I slid off, and shook my head. It’s okay, we will walk. I gestured to him and he understood, picking up in pace walking next to me as we left the field and got back on to the path. Maybe I was just really tired and had come out in my sleep, or something. I remember those first months after the accident. I’d had a very hard time walking and he and I would go for short strolls around the barn yard. People had started to make comments, calling him my “lawn ornament”. I used to fight back, defending that an injury made him no less of a horse. After all, he’d protected me in our accident. That alone was worthy of all the best treatment in his retirement.
We started back on to our walk, our path tilting downwards. The moon was in front of us now, lighting up the path, as we found ourselves approaching a group of trees. The path did not exist now, and all that was in front of me now was a tire and a section of disturbed dirt.
I looked over to my left, and Troy was gone.

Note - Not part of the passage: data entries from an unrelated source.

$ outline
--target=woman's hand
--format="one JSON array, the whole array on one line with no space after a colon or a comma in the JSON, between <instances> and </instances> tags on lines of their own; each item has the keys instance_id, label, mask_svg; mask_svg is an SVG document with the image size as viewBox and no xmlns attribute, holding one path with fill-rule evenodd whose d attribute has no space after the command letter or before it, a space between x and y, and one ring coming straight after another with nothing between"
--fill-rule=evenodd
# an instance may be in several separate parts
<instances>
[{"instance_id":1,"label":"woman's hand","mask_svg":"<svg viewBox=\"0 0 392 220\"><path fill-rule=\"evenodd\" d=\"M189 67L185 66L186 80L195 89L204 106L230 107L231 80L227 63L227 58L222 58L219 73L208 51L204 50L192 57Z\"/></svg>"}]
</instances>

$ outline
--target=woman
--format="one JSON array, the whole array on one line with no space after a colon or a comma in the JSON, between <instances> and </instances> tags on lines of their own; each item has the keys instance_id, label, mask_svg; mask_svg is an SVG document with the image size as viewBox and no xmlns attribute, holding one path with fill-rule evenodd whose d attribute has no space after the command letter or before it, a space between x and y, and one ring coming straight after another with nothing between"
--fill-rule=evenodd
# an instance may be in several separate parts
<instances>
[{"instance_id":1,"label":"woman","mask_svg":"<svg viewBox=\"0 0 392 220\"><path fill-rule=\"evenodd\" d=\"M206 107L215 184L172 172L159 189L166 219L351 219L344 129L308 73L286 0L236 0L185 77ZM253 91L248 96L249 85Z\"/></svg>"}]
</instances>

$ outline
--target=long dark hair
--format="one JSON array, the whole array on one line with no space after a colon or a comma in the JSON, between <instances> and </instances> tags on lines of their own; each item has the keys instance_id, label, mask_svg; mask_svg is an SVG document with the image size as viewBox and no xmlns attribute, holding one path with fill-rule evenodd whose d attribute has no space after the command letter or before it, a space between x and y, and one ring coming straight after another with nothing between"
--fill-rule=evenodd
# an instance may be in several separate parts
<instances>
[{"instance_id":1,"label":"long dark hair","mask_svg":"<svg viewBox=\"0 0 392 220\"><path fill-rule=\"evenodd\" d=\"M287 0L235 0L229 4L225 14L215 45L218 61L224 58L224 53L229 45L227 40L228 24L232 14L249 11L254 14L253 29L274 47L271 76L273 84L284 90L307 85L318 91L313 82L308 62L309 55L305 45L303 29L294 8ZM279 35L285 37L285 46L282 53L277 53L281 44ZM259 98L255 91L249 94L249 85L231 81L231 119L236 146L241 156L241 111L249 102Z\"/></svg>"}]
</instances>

It was in that moment that I suddenly remembered what my mind had been trying to tell me.
Troy is dead. Oh, my Troy. I sank to my knees, and I grasped at the dirt, watching it sift through my fingers and embed itself into my fingernails. I wanted to continue to dig, to paw and dig myself a hole next to him, to situate myself deep into the ground where I could be with him again, to feel that closeness, but I knew that what was left of him was not the part that I yearned the most for.
I remembered that early March morning. Together, we’d walked down the hill, to where he’d be forever resting, in the Arkansas soil. He’d been with me for eleven years, and seven days. There was something so significant to me, a date that I’m obsessed with, all over me like a tattoo that no one else can see. It has been some time since I have lost him, but here I am, lost in the delusion and insanity of searching for something I do not have.
Instead, I must deal with the most impossible part of it all and conclude that he is with me, he can see me, but I cannot see or feel him.
I think that is the worst part of grief. Suddenly coming to consciousness out of a dream, or delusion and finding your world ripped apart, only marked by a tire. I laid down now, dirt turning to mud on my tear-stained face, my arms outstretched as if I was trying to cover him, hands gripping the dirt.
The cool night breeze blew over my skin and brushed my hair off of my face and cooled my ears. He was here, just like he’s always been. The same way he’d loved me and cared for me since I was a little girl, the same way he’d continue to find ways to communicate to me, from wherever he was.
And as I laid there, the breeze lulling me to sleep, I repeated the last words I’d said to him, when I said goodbye.
You are my moon, you are my stars. You are the sunshine and the rain, the wind and the Earth. You are my world.